Ascending to the House of God

Our Foes

Psalm 129

As we saw in Psalm 120, our foes are many and relentless. The slanderer’s tongue is a sharp arrow that will never cease to pierce and hurt. But in Psalm 129, as he moves up to the house of God, the pilgrim bids his foes farewell and commits them to his God. That is exactly what we must do. That is exactly what we soon shall do!

“Many a time have they afflicted me from my youth, may Israel now say: Many a time have they afflicted me from my youth: yet they have not prevailed against me. The plowers plowed upon my back: they made long their furrows. The Lord is righteous: he hath cut asunder the cords of the wicked. Let them all be confounded and turned back that hate Zion. Let them be as the grass upon the housetops, which withereth afore it groweth up: Wherewith the mower filleth not his hand; nor he that bindeth sheaves his bosom. Neither do they which go by say, The blessing of the Lord be upon you: we bless you in the name of the Lord.”

The Scriptures often speak of Christ and his church by the same name (Jer. 23:6; 33:16), because we are truly one with him and he is truly one with us. Without question, the psalmist here refers to both our Savior and to us. Our afflictions are his and his are ours. In all our afflictions, he is afflicted (Isa. 63:9). That which touches us touches the apple of his eye (Zech. 2:8). This has always been the case. The Scriptures plainly speak of our afflictions as our Savior’s afflictions (Gal. 4:29; Hosea 11:1; Matt. 2:14-15).

The words of verse 3, “The plowers plowed upon my back: they made long their furrows,” obviously describe that which our blessed Savior endured for us when he gave his back to the smiters (Isa. 50:6), and was scourged in Pilate’s judgment hall (John 19:1). All that he suffered at the hands of men and at the hands of divine justice we suffered in him.

But the Lord God has cut asunder the cords of the wicked. He has made them withered grass to be cast into the furnace. Just as surely as Christ was made triumphant over all his foes and ours as our Substitute, we shall be made triumphant over them in everlasting glory. — “The God of peace shall bruise Satan under your feet shortly” (Rom. 16:20).

Hallelujah! I am my Beloved’s, and my Beloved is mine! All that concerns me concerns him; and all that concerns him concerns me. His sorrows and sufferings he has made mine; and my sorrows and sufferings he makes his.
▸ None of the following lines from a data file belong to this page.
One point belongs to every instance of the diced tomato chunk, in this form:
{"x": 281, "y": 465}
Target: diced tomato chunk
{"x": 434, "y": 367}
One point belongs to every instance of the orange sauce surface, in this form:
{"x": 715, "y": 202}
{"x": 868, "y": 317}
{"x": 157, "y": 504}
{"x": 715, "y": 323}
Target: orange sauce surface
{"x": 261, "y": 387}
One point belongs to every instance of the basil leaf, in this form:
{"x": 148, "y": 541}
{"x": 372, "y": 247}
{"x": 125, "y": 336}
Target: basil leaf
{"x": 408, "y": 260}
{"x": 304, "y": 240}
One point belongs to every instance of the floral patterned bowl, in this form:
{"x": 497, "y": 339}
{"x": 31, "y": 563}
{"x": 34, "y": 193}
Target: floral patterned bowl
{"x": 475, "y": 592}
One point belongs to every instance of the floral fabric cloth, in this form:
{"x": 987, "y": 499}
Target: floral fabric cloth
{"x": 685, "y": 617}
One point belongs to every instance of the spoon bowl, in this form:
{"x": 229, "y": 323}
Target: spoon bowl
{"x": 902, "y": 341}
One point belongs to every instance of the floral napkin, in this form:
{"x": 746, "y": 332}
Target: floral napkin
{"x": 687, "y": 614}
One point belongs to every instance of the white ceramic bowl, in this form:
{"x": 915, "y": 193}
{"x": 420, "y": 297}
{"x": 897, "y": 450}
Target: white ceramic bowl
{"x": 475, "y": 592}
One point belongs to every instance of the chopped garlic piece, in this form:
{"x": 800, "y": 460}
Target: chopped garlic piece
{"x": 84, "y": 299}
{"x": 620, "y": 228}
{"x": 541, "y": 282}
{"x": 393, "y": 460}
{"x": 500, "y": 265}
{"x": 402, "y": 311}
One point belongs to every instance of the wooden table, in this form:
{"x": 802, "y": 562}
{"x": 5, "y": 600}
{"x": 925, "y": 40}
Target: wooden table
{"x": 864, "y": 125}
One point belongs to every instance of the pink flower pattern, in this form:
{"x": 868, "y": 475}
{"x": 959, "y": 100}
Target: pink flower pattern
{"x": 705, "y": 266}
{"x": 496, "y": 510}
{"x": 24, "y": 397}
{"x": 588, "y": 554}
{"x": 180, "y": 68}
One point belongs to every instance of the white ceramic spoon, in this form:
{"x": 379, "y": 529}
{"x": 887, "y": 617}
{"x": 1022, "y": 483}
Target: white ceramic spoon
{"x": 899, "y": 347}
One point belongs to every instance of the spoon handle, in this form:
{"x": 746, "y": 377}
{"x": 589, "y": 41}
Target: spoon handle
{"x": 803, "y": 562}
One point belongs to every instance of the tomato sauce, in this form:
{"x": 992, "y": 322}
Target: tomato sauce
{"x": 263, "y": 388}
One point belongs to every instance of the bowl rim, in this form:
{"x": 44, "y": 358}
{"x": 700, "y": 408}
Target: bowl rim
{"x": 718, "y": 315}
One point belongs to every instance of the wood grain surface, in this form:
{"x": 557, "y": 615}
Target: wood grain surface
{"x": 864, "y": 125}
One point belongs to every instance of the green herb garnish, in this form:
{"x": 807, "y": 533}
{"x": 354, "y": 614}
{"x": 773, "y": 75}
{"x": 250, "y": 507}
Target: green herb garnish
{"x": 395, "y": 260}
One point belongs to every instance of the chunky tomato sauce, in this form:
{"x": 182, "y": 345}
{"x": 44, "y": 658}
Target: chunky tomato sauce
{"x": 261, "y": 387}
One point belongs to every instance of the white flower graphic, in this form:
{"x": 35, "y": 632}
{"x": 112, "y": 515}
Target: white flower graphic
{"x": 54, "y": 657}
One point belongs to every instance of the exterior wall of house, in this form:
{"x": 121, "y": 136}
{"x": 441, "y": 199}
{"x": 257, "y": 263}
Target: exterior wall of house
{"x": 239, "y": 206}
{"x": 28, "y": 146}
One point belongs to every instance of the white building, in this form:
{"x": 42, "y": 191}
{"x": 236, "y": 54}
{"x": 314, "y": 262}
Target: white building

And, soon, the blessedness and triumph that he enjoys as the exalted God-man, he will cause me to enjoy. The glory he possesses as my Surety he has given to me, and shall soon cause me to enjoy forever!

Though, for now, for a season, we must sow in tears, we shall finally reap in joy! So let us sing, in the expectation of the glory awaiting us, as we ascend to the house of our God to worship him.